Diabetes multiplies the risk of cardiovascular disease and cancer
Mads Krogsgaard Thomsen, scientific director of Novo Nordisk, a pharmaceutical producer of these innovative drugs that invited this newspaper to the congress, regretted that the criteria of states and insurers to finance certain medicines sometimes have more emotional than objective criteria. "Everyone accepts the cost of cancer drugs, even if you only increase survival one year, because there is an emotional factor," he said. "The cost of one year of adjusted quality of life can be up to 100,000 dollars in the United Kingdom. For diabetes, it is only accepted that this cost reaches 30 or 40,000 euros, even though we achieve it with products that can be cost effective, "he concludes. During a presentation, for reasons similar to those put forward by Thomsen, two veteran researchers recognized the difficulty of attracting doctors with talents for the discipline and commented that, unlike what happens with cancer, people who die from this disease do not makes donations for organizations that fight it.
Diabetes is a disease associated with obesity and its gradual increase around the world threatens the sustainability of health systems. In 1980, 4.7% of the world population suffered from the disease. The figure reached 8.5% in 2014 and continues to grow, mainly in low and middle income countries. In addition to cardiovascular risk, diabetics have a 22% higher risk of cancer, a percentage that reaches 31%, according to a study presented in Berlin by Nasra Alam, University of Manchester (United Kingdom).

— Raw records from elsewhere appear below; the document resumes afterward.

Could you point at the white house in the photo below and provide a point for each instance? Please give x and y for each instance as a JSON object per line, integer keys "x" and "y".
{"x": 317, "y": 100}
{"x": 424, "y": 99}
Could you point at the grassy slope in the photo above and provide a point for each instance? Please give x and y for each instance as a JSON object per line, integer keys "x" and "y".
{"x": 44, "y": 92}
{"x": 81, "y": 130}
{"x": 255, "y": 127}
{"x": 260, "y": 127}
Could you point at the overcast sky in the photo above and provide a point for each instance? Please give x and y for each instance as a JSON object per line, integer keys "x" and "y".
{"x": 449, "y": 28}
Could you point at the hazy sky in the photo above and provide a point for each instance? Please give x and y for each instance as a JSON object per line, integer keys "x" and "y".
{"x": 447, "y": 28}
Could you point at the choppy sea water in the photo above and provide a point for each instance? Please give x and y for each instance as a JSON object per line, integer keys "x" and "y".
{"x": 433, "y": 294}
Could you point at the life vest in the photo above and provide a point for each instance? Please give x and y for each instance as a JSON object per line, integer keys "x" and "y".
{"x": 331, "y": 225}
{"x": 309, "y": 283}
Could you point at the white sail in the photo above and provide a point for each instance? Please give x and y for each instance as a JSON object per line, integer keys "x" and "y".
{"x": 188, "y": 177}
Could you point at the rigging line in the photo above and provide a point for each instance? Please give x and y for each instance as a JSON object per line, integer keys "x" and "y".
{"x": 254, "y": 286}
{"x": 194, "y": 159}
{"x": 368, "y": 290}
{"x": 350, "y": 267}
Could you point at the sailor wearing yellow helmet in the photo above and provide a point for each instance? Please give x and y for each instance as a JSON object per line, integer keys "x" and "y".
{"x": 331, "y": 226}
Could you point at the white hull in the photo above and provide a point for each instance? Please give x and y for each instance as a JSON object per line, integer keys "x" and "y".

As in many diseases, the key to reducing its impact is not in the drugs once it manifests itself but in prevention. But applying it is not as easy as it seems. Eating less and better or exercising are the two fundamental measures to contain the disease. Quitting smoking would reduce cardiovascular risk in patients who already have it higher than the average and yet, according to the epidemiologist at the University of Edinburgh Helen Colhoun, a third of diabetics continue to smoke. Neil Poulter, professor of preventive cardiovascular medicine at Imperial College London, spoke about the dimensions of the epidemic, but he recalled that it is not irreversible. "The good news is that you can get rid of diabetes by starving yourself, if you work hard you can stop being diabetic, it's not inevitable," he said. Colhoun, however, pointed out that "although recommendations may seem easy, changing behaviors is difficult". "It does not just depend on you, it also depends on how society is organized," he added. In addition, an extreme diet can end in a rebound and the ups and downs of continuous weight are negative for diabetics.
To change the organization of society and facilitate the changes in individual habits needed to stop the diabetes epidemic, experts recognize the need to work with the food industry. "We should reduce the size of the rations," said Nam Han Cho, who lamented that in some of their campaigns for the promotion of healthy food spent "three million euros while the industry could spend 3,000 to promote unhealthy products." "Coca-Cola should be made to disappear on a tax basis," said Poulter. "Those drinks should be extremely expensive and children should not be exposed to them," he added. However, as the problems caused by diabetes are seen as something gradual and the urge to put certain junk foods in the mouth is peremptory, any measure to control this type of product will face opposition, not only in the industry. In the opinion of Kathryn Taubert, vice president of the American Heart Association, "it will take a generation to change this, it will not happen suddenly because people will oppose it and governments will lose popularity."